Breaking in a horse is not something that should be undertaken by anyone with little knowledge or experience of horses. A novice or nervous person should take the horse to someone who comes highly recommended for their sympathetic breaking and handling of youngsters.
If you consider that you do have the relevant experience, but have never backed a horse before, take advice from an expert at every stage of the process and always have a knowledgeable helper on hand while you are backing the horse for the first time. You may also find these tips handy:
Before breaking in a horse, you should handle him as much as possible. If you bred the horse yourself or bought him when he was very young, this handling should have been going on for years. Regular handling and desensitising will ensure that the horse will be more relaxed about having a human climbing on to his back.

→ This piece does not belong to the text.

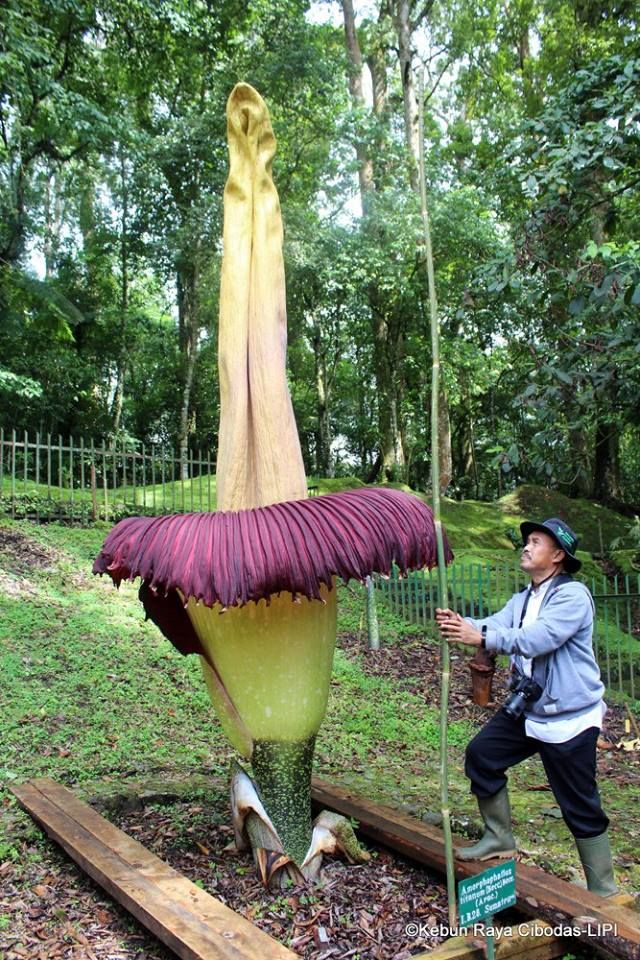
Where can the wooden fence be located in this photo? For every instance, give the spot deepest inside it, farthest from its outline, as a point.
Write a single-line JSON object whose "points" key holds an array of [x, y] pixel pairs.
{"points": [[48, 478]]}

First, get your horse used to the saddle pad, then the bit and bridle and the saddle, first without and then with the girth done up — and let him feel the stirrups against his sides. With a sharp horse the process of desensitising in this way, with tack and also external stimuli, such as plastic bags and loud noises, can take weeks or months. It isn’t something you can rush, but it will reap rewards when the time comes to back him.
While some will prove tricky and may take months to break in, others will be comfortable with a rider on their back within a few days.

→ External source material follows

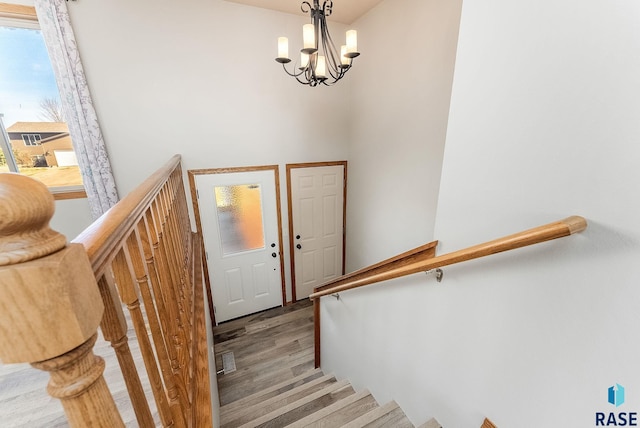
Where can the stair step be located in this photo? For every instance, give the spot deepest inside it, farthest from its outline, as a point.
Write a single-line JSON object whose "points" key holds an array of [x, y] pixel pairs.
{"points": [[431, 423], [303, 407], [389, 415], [243, 415], [339, 413], [265, 394]]}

Be prepared to be flexible in your approach, all the time ensuring that the horse is comfortable with the experience.
You will need a handler to lead him around and also to give you a leg up if you are not using a moveable mounting block.
Lunging is a particularly useful tool for young horses and they should become familiar with the lunge long before you proceed to back them. On the day you decide to climb into the saddle the lunge may be used to take the edge off their exuberance and get them listening to you.
If the horse is spooky, stressed or simply doesn’t have his mind on what you are doing, don’t get on. Defer to another day.
Safety should always be paramount in the backing process, and, for this reason, you should always wear a crash hat and a body protector.
Once the horse is calm and focussed on you, ask your handler to give you a gentle leg up, or use a mobile mounting block and put your foot in the stirrup. Do everything slowly.
However you are getting on, don’t put your leg over the horse straight away, but lean over the saddle until your full weight is on the horse. Get your handler to walk him around while you are in this position. Don’t be in a hurry to move on to stage 9. In fact, getting to the next stage where you are sitting up in the saddle may take several days or even weeks.
Provided the horse is calm — try scratching him just below the withers to relax him — you can now put your leg over the saddle and sit up slowly and calmly. Use your voice as a soothing aid. Leave your feet out of the stirrups in case he spooks and you need to dismount quickly. When you feel that he is happy with what you are doing, pop your feet in the stirrups as your handler leads you around.
Patience, time and a sensitive approach are the keys to breaking in a horse successfully. A job done well will give you solid foundations on which to build a successful career with this horse. Take the process too far too fast and frighten the horse and you risk creating problems far into the future.